Monday, 18 February 2008

eco buildings in hackney

The Olympic organisers and the developers in Broadgate aren’t the only people erecting futuristic buildings in Hackney. The borough is now attracting some of the most innovative architects in London, and they are using wood, straw, recycled materials and wind turbines in their attempts to reduce the local impact on the environment.

Plastered bales of straw are the main material used in an innovative new building at Hackney City Farm in Goldsmith’s Row, where a training centre designed by the environmental experts Amazonails has recently opened.

“The foundations of the centre are rammed earth tyres, and the bale walls are plastered with lime and clay recycled form the farm’s own pottery,” says Emma Appleton. “The main cross beam of the building is made of greenheart wood, a tropical hardwood reclaimed from the Norfolk sea defences. We also salvaged a teak boat from the 1930s that has been stripped down to make the desks in the room.”

“This building points the way forward for companies looking for less environmentally damaging forms of creating homes and workspace,” says Patrick Nicholson, a construction specialist at the Hackney Enterprise Network. “The materials for a house built with straw bales cost significantly less than brick and block. The outlay for a family-sized strawbale house in the UK would be about £60,000 plus the price of the land. Plastered strawbale walling has a surprisingly high level of fire resistance, and the UK currently produces 4 million tons of straw a year more than it needs. This is sufficient to build 250,000 well insulated and affordable new homes a year.”

Strawbale building techniques will be demonstrated at this year's Ecobuild show, an annual event dedicated to sustainable forms of design and construction, at Earl's Court from 26-28 February.

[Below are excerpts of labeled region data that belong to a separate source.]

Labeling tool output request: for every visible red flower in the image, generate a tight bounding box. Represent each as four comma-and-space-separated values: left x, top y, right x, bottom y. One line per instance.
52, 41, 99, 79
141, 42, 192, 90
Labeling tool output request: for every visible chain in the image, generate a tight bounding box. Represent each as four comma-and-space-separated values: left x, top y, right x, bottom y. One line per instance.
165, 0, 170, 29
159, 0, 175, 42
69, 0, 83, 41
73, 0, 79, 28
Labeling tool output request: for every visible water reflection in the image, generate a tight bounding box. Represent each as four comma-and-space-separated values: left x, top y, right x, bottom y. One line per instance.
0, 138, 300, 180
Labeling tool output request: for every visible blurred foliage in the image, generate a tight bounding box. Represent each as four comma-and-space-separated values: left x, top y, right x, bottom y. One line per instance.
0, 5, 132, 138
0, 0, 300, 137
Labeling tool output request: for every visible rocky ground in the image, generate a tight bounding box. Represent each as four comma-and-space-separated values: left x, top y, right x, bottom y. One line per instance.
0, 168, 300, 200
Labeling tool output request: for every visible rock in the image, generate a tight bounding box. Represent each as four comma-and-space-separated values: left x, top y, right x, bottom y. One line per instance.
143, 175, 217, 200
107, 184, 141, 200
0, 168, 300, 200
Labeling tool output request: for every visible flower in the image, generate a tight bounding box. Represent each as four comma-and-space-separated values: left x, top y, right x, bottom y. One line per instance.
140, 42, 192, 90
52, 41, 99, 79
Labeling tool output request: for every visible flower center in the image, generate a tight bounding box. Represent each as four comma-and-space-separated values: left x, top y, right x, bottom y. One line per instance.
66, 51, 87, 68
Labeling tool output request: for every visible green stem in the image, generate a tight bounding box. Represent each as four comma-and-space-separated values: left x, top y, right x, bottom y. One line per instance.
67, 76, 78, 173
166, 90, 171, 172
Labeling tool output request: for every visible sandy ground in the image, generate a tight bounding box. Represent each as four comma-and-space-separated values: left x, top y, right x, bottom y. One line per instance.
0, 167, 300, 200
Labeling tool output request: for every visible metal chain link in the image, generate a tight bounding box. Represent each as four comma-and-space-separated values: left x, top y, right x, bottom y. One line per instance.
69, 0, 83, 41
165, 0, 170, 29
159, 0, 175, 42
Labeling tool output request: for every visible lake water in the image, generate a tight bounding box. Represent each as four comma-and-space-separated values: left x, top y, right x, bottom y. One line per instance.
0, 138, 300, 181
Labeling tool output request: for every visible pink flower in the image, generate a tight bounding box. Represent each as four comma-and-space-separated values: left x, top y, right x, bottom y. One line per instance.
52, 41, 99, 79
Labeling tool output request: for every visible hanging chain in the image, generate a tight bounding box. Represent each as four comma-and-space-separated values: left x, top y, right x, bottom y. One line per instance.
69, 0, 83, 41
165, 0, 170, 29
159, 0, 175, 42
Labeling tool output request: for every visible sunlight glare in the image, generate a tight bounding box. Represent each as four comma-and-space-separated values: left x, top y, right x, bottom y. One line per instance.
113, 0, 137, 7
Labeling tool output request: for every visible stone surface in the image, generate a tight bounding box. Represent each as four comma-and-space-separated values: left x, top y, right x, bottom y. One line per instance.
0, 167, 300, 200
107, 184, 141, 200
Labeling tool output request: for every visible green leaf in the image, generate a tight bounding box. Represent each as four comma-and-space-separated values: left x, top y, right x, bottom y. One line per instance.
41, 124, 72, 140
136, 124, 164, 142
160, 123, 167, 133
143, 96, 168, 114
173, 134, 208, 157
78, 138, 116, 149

Hackney Council recently granted planning permission for a nine-storey tower in Murray Grove in Shoreditch which the architects, Waugh Thistleton, say will be the world’s tallest timber residential building.

The Stadthaus will be constructed using an Austrian solid timber system with wood from sustainable spruce forests, giving the tower – which will only take nine weeks to build – an unusually low carbon footprint. The stair and lift cores, load-bearing walls and even the floor slabs will all be constructed entirely from timber. Demand for the nineteen flats in the tower was extremely high and all the apartments were reserved on a recent launch day.

Waugh Thistleton’s designers are also the brains behind the fourteen storey Kinetica, fifty six apartments and three floors of commercial space to be built in Ramsgate Street, behind the Kingsland Shopping Centre, by 2010.

The futuristic tower is specially designed to harness wind power, which will be captured on its south side by four vertical turbines designed and installed by wind technology experts Quiet Revolution. Any renewable energy generated by the turbines which is not used by the residents will be forwarded to the National Grid.

The building will also have a very unusual façade – pixillated like an over-enlarged photograph - inspired by the images produced by German artist Gerhad Richter. The external surface will consist of thousands of black, grey and white panels made from waste timber.